The resolution calls on the Corps of Engineers to conduct a “programmatic environmental impact statement” on the cumulative effects of air pollutants, traffic delays, coal dust, and noise pollution. It also calls for a public hearing in Missoula.

Missoula City Council supports study of coal trains' effects

Photo by Paul K. Anderson


Everyone who breathes will be at risk in Missoula if all the planned coal terminals on the Pacific Coast get built out – and coal train traffic here skyrockets, one doctor said Monday.

“It is a fact that putting that much particulate from coal into our airshed will dramatically increase the diagnoses of asthma, pneumonia, lung and sinus infection, allergies, emphysema, (chronic obstructive pulmonary disease) and cancer – lung, esophageal and stomach – and cardiovascular diseases as well,” said Amy Haynes, a Missoula physician who offered prepared remarks at a Missoula City Council meeting. “We know this. Medical research supports this as a fact.”

Haynes was among many members of the public speaking in support of a resolution calling on the U.S. Army Corps of Engineers to study the cumulative and local environmental effects of multiple proposed coal export terminals on the Pacific Coast. The council approved the resolution on a 6-3 vote with one abstention and two councilors absent.

“The state of Montana has a long history of being treated and seen as a colony by large corporate interests ... oftentimes leaving us with a mess to clean up for years and sometimes decades to come,” said Councilman Dave Strohmaier, who proposed the resolution.

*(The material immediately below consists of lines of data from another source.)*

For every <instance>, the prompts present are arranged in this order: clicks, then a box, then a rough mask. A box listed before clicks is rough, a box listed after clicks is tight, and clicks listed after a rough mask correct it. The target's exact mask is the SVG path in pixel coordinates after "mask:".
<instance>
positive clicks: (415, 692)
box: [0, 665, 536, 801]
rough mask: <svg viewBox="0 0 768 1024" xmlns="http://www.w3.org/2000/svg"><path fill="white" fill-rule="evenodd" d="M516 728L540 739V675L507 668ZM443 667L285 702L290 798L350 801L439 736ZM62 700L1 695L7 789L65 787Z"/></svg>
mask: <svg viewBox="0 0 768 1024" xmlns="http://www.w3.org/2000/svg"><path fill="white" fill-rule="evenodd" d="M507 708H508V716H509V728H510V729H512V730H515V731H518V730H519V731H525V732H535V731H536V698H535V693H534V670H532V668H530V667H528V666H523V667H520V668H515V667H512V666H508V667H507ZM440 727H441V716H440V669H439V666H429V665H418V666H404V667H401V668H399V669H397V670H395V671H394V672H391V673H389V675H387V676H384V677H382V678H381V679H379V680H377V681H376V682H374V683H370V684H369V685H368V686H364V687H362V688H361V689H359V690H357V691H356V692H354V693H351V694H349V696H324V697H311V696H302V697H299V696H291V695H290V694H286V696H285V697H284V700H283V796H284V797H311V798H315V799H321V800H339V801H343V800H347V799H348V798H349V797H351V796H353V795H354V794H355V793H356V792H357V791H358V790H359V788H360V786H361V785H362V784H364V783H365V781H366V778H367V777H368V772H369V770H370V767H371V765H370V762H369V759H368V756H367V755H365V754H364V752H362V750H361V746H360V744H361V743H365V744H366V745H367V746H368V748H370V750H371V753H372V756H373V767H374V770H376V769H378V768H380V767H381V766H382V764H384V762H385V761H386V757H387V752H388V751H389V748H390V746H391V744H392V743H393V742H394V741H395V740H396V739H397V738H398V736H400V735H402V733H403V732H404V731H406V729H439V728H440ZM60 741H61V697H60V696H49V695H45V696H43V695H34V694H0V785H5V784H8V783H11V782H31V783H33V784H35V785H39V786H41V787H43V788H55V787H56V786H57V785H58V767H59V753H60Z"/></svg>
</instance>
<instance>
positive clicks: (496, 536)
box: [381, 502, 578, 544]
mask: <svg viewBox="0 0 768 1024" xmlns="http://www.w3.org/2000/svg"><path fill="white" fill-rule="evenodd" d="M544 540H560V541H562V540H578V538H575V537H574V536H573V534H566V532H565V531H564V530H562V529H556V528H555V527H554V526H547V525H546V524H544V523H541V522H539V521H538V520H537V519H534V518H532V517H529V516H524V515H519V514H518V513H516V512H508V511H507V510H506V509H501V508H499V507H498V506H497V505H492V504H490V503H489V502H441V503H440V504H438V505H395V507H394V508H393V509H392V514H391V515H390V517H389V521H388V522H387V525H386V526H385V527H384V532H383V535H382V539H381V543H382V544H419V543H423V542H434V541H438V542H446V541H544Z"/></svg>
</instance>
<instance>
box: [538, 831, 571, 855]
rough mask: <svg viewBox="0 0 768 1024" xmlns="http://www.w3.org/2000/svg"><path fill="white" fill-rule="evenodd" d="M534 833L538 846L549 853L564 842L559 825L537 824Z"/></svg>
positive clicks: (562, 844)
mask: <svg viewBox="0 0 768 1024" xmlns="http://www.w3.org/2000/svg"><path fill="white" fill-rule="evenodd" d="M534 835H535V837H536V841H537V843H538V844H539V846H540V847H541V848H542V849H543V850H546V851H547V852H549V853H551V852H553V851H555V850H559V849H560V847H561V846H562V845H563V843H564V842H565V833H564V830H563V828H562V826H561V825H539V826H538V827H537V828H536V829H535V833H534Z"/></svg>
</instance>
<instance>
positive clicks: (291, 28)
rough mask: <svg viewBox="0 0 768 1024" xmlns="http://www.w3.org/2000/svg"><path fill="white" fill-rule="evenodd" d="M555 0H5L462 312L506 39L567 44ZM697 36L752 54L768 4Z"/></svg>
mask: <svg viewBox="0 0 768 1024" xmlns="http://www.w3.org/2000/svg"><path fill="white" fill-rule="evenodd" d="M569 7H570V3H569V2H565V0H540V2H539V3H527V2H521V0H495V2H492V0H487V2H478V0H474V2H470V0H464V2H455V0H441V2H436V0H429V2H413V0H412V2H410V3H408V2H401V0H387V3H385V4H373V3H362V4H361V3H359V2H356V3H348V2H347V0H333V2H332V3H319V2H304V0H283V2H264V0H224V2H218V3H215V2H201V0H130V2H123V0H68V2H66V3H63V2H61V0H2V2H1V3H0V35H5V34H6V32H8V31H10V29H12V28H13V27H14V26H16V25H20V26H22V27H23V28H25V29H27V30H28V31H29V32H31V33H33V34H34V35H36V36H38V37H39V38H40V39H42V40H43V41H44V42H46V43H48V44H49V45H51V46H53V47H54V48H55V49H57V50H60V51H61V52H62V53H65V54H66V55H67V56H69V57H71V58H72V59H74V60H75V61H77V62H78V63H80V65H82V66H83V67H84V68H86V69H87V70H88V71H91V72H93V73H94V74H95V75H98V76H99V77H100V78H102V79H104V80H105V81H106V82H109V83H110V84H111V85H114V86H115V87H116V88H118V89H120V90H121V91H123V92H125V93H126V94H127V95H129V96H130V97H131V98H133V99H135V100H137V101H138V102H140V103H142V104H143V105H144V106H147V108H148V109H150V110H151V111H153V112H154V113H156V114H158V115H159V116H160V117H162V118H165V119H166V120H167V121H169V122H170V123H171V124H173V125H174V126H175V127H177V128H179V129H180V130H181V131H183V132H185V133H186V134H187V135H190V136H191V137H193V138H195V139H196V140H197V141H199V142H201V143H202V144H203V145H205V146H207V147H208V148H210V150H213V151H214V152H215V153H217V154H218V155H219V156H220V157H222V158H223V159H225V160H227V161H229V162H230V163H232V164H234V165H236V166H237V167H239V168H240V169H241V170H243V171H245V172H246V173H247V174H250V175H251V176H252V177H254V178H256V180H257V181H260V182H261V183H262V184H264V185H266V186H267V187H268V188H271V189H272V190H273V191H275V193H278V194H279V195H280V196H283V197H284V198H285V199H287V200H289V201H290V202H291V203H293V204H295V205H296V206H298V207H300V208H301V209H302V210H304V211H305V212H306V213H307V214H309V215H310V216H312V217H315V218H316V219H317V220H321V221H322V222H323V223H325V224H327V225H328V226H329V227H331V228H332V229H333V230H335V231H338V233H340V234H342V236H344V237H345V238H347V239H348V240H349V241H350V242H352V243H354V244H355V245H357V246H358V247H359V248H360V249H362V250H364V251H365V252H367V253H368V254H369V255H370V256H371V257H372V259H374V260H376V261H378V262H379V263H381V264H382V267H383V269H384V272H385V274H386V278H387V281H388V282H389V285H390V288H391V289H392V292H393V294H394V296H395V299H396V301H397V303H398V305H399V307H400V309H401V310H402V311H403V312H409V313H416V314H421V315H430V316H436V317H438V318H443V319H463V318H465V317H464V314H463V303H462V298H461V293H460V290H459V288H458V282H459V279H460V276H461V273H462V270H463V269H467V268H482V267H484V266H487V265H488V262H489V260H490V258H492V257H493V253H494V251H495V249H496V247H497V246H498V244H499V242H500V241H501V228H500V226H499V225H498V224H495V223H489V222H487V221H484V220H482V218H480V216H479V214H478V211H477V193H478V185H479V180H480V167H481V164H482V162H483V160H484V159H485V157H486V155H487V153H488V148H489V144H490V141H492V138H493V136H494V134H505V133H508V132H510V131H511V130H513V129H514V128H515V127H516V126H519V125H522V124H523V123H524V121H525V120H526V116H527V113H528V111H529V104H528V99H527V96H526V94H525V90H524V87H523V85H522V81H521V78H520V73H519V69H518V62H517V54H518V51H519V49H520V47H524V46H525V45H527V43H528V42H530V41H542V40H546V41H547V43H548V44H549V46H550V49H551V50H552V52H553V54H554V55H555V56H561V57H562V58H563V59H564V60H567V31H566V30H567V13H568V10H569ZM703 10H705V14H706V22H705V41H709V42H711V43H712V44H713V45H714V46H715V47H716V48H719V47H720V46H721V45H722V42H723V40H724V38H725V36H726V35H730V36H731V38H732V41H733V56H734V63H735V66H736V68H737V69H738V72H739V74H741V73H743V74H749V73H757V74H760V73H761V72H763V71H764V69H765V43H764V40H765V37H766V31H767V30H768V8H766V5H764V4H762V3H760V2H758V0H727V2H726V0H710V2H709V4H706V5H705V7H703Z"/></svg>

The measure notes that proposed export terminals in Oregon and Washington have the capacity to handle 150 million tons of coal a year, and that means as many as 60 more trains a day running through Missoula from mines in the Powder River Basin.

Similar to legislation drawn up in other rail line communities, the resolution calls on the Corps of Engineers to conduct a “programmatic environmental impact statement” on the cumulative effects of air pollutants, traffic delays, coal dust, and noise pollution. It also calls for a public hearing in Missoula.